Tuesday, October 9, 2007

This seems as good a place to start this blog as any other...

Actually, it's a great place to start the blog, with new research about the way people perceive facts.

Here is an article by someone I often disagree with, but still read, Ronald Bailey from Reason Magazine, and here is the research he is talking about from The Cultural Cognition Project at Yale.

Good stuff.

I remember a section in one of my psych text books about how "words" alter perception. If two groups of people are shown a film of a traffic accident between a red car, and a blue car which hits it and at the end they get asked one of two questions:

At what speed were the cars moving when the accident occurred?

-and-

At what speed was the blue car moving when it smashed into the red car?

People asked the second question will usually list a higher speed for the blue car.

I recently saw the absurdity of this on a headline in the Chicago Tribune, it read that a "red line" (part of Chicago's "L" train and subway line) train had killed a man.

Then the article reported that he had probably jumped in front of it.

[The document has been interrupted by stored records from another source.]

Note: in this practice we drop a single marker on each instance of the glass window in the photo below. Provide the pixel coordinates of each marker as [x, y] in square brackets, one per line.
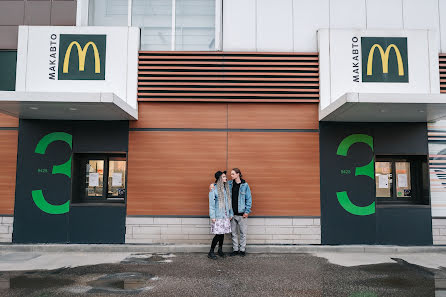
[402, 179]
[194, 25]
[154, 17]
[403, 184]
[383, 178]
[99, 178]
[116, 177]
[108, 13]
[94, 178]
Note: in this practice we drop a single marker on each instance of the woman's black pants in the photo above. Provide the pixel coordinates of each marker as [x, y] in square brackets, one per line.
[217, 238]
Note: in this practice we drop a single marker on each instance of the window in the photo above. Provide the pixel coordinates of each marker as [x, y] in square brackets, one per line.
[99, 178]
[401, 179]
[108, 13]
[183, 25]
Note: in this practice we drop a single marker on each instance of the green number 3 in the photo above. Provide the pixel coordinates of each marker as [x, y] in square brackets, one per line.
[65, 169]
[367, 170]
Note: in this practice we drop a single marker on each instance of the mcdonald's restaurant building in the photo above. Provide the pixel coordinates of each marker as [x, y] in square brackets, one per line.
[116, 114]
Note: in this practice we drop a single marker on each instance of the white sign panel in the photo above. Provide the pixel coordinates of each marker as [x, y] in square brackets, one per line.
[79, 59]
[377, 61]
[117, 179]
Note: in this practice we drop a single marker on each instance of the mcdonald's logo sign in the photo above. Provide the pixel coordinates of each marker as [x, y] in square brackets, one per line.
[384, 59]
[81, 57]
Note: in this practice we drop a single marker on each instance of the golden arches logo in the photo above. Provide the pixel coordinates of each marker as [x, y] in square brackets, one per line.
[82, 52]
[385, 59]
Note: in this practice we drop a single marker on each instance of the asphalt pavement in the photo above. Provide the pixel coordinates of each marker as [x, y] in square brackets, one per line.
[193, 274]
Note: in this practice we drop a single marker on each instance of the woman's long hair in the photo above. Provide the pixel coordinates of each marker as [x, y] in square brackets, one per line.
[221, 186]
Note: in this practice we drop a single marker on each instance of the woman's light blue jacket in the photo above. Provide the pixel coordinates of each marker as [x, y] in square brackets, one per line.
[215, 212]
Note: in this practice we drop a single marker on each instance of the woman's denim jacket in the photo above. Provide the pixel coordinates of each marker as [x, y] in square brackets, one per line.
[216, 212]
[244, 197]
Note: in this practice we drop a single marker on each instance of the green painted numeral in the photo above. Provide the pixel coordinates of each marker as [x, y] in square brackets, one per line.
[367, 170]
[65, 169]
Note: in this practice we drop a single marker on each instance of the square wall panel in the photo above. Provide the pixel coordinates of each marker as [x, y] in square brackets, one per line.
[12, 13]
[8, 37]
[63, 13]
[37, 13]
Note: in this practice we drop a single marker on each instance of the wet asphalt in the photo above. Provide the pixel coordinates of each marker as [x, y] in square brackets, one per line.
[253, 275]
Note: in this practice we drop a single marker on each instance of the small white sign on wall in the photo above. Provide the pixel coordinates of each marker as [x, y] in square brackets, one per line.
[377, 61]
[79, 59]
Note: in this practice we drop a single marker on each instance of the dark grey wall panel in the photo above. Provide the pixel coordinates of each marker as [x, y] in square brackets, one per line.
[12, 13]
[400, 138]
[63, 13]
[8, 62]
[34, 172]
[404, 226]
[338, 225]
[87, 223]
[100, 136]
[37, 13]
[8, 37]
[97, 224]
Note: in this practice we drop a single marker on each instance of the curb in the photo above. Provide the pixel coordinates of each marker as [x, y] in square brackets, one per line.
[188, 248]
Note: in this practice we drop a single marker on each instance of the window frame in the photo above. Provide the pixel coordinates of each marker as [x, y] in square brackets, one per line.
[416, 180]
[79, 178]
[82, 19]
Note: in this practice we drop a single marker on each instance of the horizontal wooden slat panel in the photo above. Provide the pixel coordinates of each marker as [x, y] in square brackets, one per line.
[254, 76]
[231, 84]
[206, 78]
[169, 172]
[282, 170]
[210, 99]
[442, 73]
[181, 115]
[273, 116]
[8, 155]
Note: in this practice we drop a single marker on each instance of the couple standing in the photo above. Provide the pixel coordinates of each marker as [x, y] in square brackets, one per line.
[229, 206]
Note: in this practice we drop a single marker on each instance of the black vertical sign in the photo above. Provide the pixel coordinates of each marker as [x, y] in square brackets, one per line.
[347, 184]
[43, 182]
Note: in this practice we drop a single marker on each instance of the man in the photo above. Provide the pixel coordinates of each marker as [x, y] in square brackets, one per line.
[241, 205]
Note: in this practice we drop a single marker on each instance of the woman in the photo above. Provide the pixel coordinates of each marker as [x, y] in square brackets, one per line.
[220, 212]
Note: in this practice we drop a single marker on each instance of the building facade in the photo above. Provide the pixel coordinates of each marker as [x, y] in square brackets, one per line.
[116, 114]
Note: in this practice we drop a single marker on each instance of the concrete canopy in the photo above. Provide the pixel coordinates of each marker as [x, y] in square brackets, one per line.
[376, 107]
[66, 106]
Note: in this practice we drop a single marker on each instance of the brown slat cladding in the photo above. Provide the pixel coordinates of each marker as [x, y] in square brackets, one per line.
[181, 115]
[228, 77]
[273, 116]
[8, 155]
[282, 170]
[281, 167]
[442, 63]
[169, 172]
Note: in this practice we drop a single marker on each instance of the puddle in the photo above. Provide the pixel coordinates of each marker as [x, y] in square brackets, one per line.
[14, 257]
[125, 282]
[148, 259]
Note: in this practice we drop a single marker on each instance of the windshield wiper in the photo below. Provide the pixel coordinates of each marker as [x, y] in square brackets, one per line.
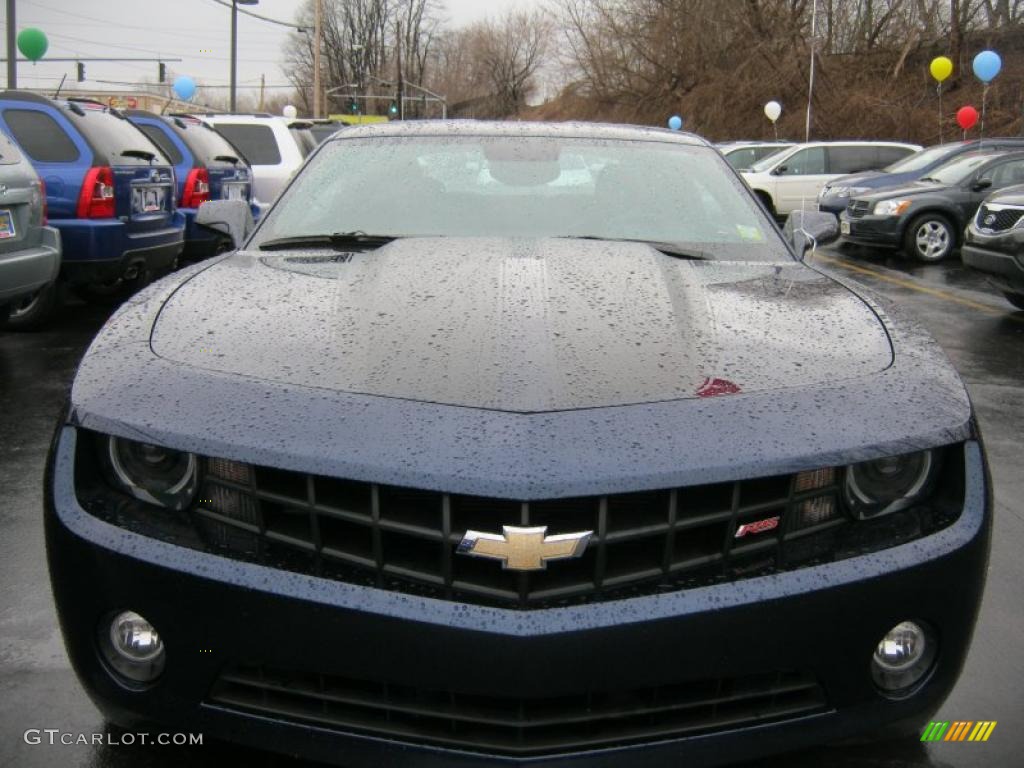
[138, 154]
[669, 249]
[337, 240]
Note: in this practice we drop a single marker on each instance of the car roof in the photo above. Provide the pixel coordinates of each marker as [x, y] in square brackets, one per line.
[517, 129]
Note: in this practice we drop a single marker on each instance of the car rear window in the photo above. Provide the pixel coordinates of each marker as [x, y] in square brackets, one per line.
[112, 135]
[40, 136]
[255, 141]
[8, 151]
[206, 143]
[162, 140]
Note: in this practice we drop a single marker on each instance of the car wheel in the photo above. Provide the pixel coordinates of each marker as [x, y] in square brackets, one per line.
[32, 311]
[930, 238]
[1017, 299]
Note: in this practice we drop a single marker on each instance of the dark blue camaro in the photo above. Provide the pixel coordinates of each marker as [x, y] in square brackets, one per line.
[514, 443]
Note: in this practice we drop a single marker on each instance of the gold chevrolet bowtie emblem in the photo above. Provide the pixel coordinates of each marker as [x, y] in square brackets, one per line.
[524, 549]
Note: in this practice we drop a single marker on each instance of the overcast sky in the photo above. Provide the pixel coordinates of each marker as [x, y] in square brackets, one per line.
[196, 31]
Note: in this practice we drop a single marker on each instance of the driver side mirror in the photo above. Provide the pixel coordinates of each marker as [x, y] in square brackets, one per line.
[230, 217]
[807, 229]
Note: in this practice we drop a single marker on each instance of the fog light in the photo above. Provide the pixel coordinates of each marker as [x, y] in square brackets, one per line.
[132, 647]
[902, 657]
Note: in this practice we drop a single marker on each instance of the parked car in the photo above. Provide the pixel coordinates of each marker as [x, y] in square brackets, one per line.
[207, 166]
[835, 196]
[741, 155]
[994, 242]
[270, 148]
[790, 180]
[451, 474]
[110, 190]
[30, 251]
[926, 218]
[301, 129]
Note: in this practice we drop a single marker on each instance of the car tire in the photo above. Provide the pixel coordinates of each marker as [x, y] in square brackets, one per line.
[32, 311]
[930, 238]
[1017, 299]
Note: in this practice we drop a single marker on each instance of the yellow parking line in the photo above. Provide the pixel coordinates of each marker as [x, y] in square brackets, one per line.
[918, 287]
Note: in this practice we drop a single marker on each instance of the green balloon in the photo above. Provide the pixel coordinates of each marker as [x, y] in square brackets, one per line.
[33, 43]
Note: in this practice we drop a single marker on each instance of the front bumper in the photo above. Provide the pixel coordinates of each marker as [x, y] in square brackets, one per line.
[873, 230]
[215, 613]
[999, 256]
[25, 271]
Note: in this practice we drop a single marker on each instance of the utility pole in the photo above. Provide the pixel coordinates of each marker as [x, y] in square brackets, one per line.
[11, 47]
[399, 82]
[316, 65]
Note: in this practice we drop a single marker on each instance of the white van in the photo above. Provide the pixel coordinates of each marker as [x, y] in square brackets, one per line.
[790, 180]
[267, 144]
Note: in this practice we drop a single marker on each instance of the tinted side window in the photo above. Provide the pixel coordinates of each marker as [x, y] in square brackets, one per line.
[806, 162]
[111, 136]
[160, 138]
[889, 155]
[1006, 174]
[851, 159]
[40, 136]
[255, 141]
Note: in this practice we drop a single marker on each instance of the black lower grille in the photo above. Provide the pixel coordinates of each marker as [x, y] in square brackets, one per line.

I'd be willing to place money on the fact that more people remember that the train "killed" someone, rather than someone used a train to commit suicide. I should see if I can find someone to test that, it's an old pet peeve of mine that papers usually report that trains "hit" people, when the truth usually is that people get in front of trains, and once you see a train moving, and see the tracks, you usually see that the train has limited options, but people not on tracks less so.

In that vein I need to qualify that even though I may link to a libertarian magazine article (or later a conservative, or a liberal one), I am not a libertarian.

I try to be a "free thinker", which is harder than you might "think".